Quem já teve a oportunidade de visitar a China provavelmente já viu grupos de senhoras e senhores, espalhados por praças públicas, se exercitando logo de manhãzinha, ou de noite. É costume dos chineses se alongarem, praticar Tai Chi Chuan, e também dançar em grupos nos espaços públicos logo cedo. Mas uma atividade está ganhando destaque por todo o país, com cada vez mais adeptas (normalmente chinesas de meia-idade, na sua maioria aposentadas), e também recebendo muitas críticas: é a Dança na Praça.

danca na praca

O nome é uma tradução de 广场舞 (guǎngchǎng wǔ) que literalmente significa Dança na Praça Pública. É praticada pelas senhorinhas chinesas que se dividem em grupos, espalhados por diversos cantos das grandes cidades chinesas, e seguem uma coreografia padrão acompanhando as músicas, usualmente tocadas em caixinhas de som portáteis, ou grandes alto-falantes, dependendo da quantidade de senhoras.

O número estimado de dançarinas é de mais de 100 milhões, segundo o canal de televisão oficial da China, o CCTV. O repertório conta com músicas populares chinesas, tanto históricas, quanto atuais. Os locais variam de praças, a parques ou até estacionamentos, basicamente: onde houver espaço.

As raízes da Dança na Praça na Cultura da China

Este hobby começou em meados dos anos 90, quando as mulheres chinesas de meia-idade tiveram que se aposentar e começaram a dançar para se manterem ocupadas.

A prática, no entanto, tem suas raízes na história antiga e moderna da Cultura da China. Há dois milênios algumas repetições de exercícios lentos eram recomendadas para a população, a fim de prevenir doenças nas articulações e fortalecer os músculos, principalmente nos períodos de longas chuvas e nevascas, já que poderiam ser praticadas dentro de casa. Com o tempo, esses exercícios tomaram ritmo e harmonia, passando a se caracterizar como um tipo de dança.

Já no período Maoísta, principalmente durante a Revolução Cultural, uma das tradicionais danças chinesas em grupo foi usada como propaganda do governo e sua prática foi divulgada e incentivada por todo território chinês, tanto nas áreas rurais, quanto nas emergentes áreas urbanas.
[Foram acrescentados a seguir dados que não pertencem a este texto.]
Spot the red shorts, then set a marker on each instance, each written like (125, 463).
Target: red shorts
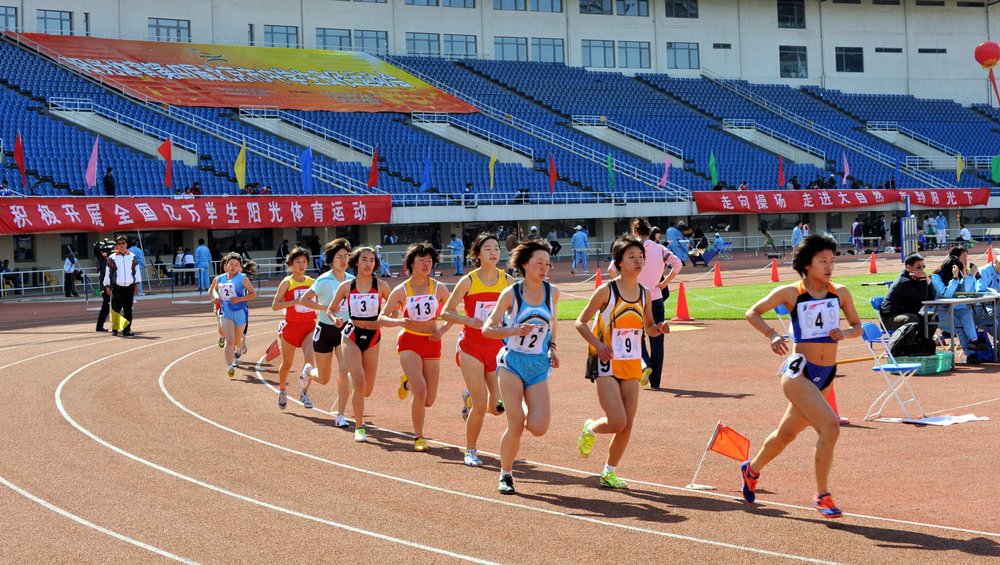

Muitas das senhoras que hoje dançam nas praças eram crianças ou jovens quando dançavam para propagar a Revolução, e confirmam que a nostalgia é um dos motivos que as levam a dançar novamente.

 Críticas e controvérsias

A partir de 2010 a prática começou a receber críticas por conta da poluição sonora, pelas pessoas que moram próximas aos locais escolhidos pelas mulheres. Houve, por conta das reclamações, alguns episódios onde as senhoras dançarinas defenderam violentamente seu espaço e sua dança.

danca na praca

Entretanto, nas grandes cidades da China, não há muitos espaços dedicados a esses tipos de atividades, restando apenas os espaços públicos para os grupos de dança. Também há uma lacuna de oportunidades sociais para os aposentados, principalmente as mulheres.

Também houve brigas entre diferentes grupos que dividem as mesmas praças ou parques, por causa do espaço ou até mesmo estilo musical tocado, o que resultou em diversas ocasiões em que a polícia teve de intervir. Há pouco espaço para muitas dançarinas, de distintos grupos.

Regulamentação da Dança na Praça

Em 2015, o Ministério da Cultura da China tomou medidas para tentar regular a prática da Dança na Praça e evitar maiores problemas. Foi divulgada uma lista de 12 coreografias que estão autorizadas pelo governo para serem praticadas nos locais públicos. Um modelo de rotina elaborado por especialistas também foi divulgado para padronizar a prática e torná-la mais unificadora e saudável.

danca na pracaEssa intervenção do governo recebeu diversas críticas, já que não resolve o problema da poluição sonora e limita a liberdade das dançarinas de escolher sua própria rotina. Deixou também muitas dançarinas infelizes, já que limitou o repertório e a espontaneidade que a Dança na Praça possui.

Um exemplo que ocorreu em novembro, após a regulamentação, foi a unificação da coreografia da famosa música chinesa Xiao Pingguo, que rendeu até um recorde mundial com mais de 18000 chinesas dançando  juntas, na cidade de Xianghe, na província de Hebei.

As dançarinas também afirmam que se sentem mais felizes, bem-humoradas e saudáveis. Aparentemente, é uma tendência que veio para ficar marcada na Cultura da China.